しかし、収入合算(連帯保証)の場合は世帯の収入を合算して1本のローンとして契約するため、パートナーはあくまでも連帯保証人の立場となり、住宅ローン控除も団信も受けることができません。ちなみに収入合算(連帯債務)の場合は、世帯の収入を合算することは変わりないのですが、収入合算者が連帯保証人となり団信は受けられませんが住宅ローン控除を受けることが出来ます。
取扱金融機関
多くの金融機関でペアローンと収入合算の取り扱いがあります。ペアローンは多くの金融機関で提供されますが、収入合算は一般的に取り扱いが多い「連帯保証型」とフラット35と一部の金融機関で取り扱いのある「連帯債務型」の2つの種類があります。それぞれ確認の上、どちらかを選ぶ必要があります。

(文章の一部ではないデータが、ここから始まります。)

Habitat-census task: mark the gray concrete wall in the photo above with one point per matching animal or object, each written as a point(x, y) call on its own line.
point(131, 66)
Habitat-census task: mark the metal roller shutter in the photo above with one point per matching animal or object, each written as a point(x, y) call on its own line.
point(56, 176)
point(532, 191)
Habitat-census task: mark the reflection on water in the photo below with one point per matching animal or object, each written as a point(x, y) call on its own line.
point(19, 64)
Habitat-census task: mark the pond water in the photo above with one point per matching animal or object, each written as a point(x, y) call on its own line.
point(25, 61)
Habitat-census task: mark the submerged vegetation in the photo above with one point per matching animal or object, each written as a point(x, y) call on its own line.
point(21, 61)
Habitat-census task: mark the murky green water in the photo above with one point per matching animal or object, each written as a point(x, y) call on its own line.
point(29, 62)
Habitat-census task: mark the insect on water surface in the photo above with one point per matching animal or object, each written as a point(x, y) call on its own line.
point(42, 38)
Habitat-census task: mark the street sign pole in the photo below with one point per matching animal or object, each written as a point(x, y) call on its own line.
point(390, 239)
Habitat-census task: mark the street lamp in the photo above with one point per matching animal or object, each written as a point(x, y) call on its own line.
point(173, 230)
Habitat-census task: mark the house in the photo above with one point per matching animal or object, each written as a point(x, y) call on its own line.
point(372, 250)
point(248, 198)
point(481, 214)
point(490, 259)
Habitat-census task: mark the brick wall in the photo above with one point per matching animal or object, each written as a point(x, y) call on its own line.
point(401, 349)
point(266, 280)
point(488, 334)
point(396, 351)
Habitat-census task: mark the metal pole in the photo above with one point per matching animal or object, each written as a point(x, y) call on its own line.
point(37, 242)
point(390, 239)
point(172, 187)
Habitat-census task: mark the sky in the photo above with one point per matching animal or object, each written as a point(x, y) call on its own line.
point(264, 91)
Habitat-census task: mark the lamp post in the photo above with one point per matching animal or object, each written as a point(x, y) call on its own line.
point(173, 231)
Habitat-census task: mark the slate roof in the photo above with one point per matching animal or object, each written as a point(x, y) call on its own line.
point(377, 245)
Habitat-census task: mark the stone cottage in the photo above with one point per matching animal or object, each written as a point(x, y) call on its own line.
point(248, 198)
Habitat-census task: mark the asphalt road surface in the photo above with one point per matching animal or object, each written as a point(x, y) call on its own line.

ペアローンと収入合算はそれぞれに特徴がありますので、ご自身の状況やニーズに合わせて適切な選択を行うことが大切です。
ペアローンのメリット、デメリット
メリット
それぞれに住宅ローン控除を適用できる
ペアローンでは夫婦や親子それぞれが個別にローン契約を結ぶため、それぞれが住宅ローン控除を受けることができます。このため、単独に比べより多くの住宅ローン控除を受けることが可能となり、家族内での高い節税効果が期待できます。
借入可能額を大きくできる
ペアローンでは、夫婦や親子それぞれの収入を合算することで、借入可能額を大きくすることができます。一人でローンを組む場合よりも高額の物件を購入する際に有利です。
特に若いご夫婦にはメリットが大きいと考えられます。
夫婦それぞれで返済条件を設定できる
ペアローンでは、夫婦それぞれが債務者となるため、返済条件を別々に設定することができます。収入やライフスタイルに合わせて返済期間や返済額を調整できるため、柔軟なローン返済が可能です。
例えば変動金利と固定金利をそれぞれ選択出来たり返済期間を20年と35年に分けることも可能です。
契約者2人が団信に加入できる
ペアローンの場合、夫婦それぞれが債務者となるため、2人とも団体信用生命保険(団信)に加入することができます。これにより、ローン契約者が亡くなった場合でも保険金が支払われ、残された家族の経済的な安心が期待できます。
デメリット
夫婦のどちらかが退職すると返済が難しくなる可能性がある
ペアローンでは夫婦それぞれが債務者となるため、どちらか一方が収入を失った場合、返済が困難になるリスクがあります。収入の安定性を考慮し、返済計画を立てることが重要です。
離婚後のローンの取り扱いが難しい
夫婦が離婚した場合、ペアローンの契約の取り扱いが難しくなることがあります。住宅ローンの返済をどちらが継続するのか、物件の分割や売却などの手続きが必要となるため、離婚のリスクも考慮する必要があります。
諸費用が2人分かかる
ペアローンでは契約者が2人いるため、諸費用も2人分必要となります。手数料や登録費用など、ローン組みにかかる費用を抑えたい場合は注意が必要です。
贈与税がかかることがある
ペアローンで購入した場合、不動産の取得に際して贈与税が発生する場合があります。贈与税に詳しい専門家に相談できる環境は大事です。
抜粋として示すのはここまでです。